History Of The German Shepherd
The German Shepherd dog was created by Max von Stephanitz in 1899. He had very clear ideas as to what a working dog should do, and proceeded look for a dog that fit his requirements. By chance, he found the perfect dog and used him for breeding. Thus began the start of the German Shepherd dog. This breed is considered a very young breed by the American Kennel Club, as it has been in existence for only 90 years.

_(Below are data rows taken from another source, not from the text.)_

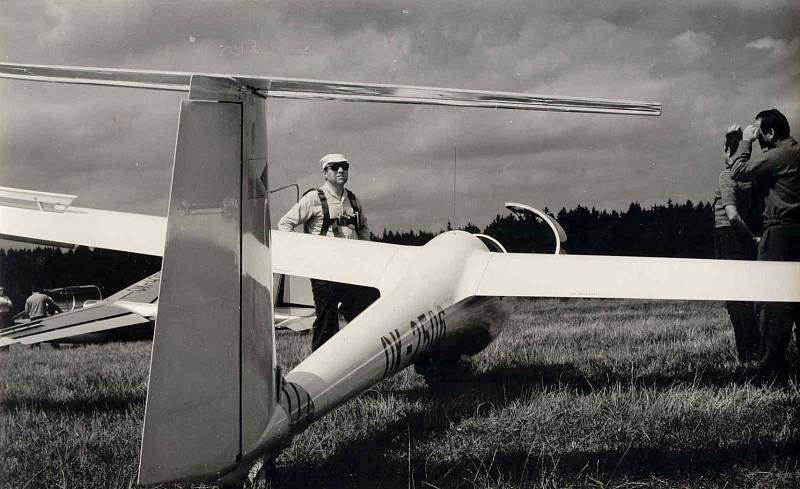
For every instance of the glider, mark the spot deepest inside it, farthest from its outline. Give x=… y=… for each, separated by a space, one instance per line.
x=217 y=401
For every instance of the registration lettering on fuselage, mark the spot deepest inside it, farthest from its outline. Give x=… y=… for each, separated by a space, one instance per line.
x=404 y=347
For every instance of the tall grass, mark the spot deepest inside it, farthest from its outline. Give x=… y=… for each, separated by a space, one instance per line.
x=574 y=393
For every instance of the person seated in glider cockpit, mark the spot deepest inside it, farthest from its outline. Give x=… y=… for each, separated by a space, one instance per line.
x=39 y=305
x=332 y=210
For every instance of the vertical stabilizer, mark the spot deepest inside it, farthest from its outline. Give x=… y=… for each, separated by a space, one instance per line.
x=211 y=373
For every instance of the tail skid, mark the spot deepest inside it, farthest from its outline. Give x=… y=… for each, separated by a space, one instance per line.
x=212 y=374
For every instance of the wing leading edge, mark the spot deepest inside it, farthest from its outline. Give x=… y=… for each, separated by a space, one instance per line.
x=635 y=278
x=296 y=88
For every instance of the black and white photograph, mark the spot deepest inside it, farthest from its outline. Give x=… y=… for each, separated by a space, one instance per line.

These dogs became popular following World War I, when soldiers returned home and extolled the many virtues of this animal. The German Shepherd’s courage and abilities to perform needed duties during wartime, as well as the morale boost their presence provided, left them popular with many who had served in the war. After World War II, however, anti-German sentiment caused the breed to be renamed the Alsatian Wolf Hound. It was not until 1977 that the breed was once again called the German Shepherd.
Description Of Breed
German shepherds can be found in a variety of colors; the most predominant combinations are black and tan or red and black. Although these colors are the most prevalent, it is not uncommon to find all-black, all-white, sable and panda colored German Shepherds. Physical characteristics of this breed include a long muzzle, medium sized brown eyes, and a bushy tail. While Max von Stephanitz was breeding these animals, he had certain criteria which had to be followed explicitly. However, with modern breeders there is a lack of regulations, and they may not be as careful with breeding. Several serious problems have crept into the breed, such as hip dysplasia, missing teeth and several other ailments predominant to the breed.
German shepherds are very loyal to their family. They tend to bark when an unknown person approaches their “herd.” This breed needs to be active, and if left alone for long periods of time can become destructive due to boredom. German Shepherds want desperately to please their families, and with love, patience and socialization they can be an excellent addition to any family.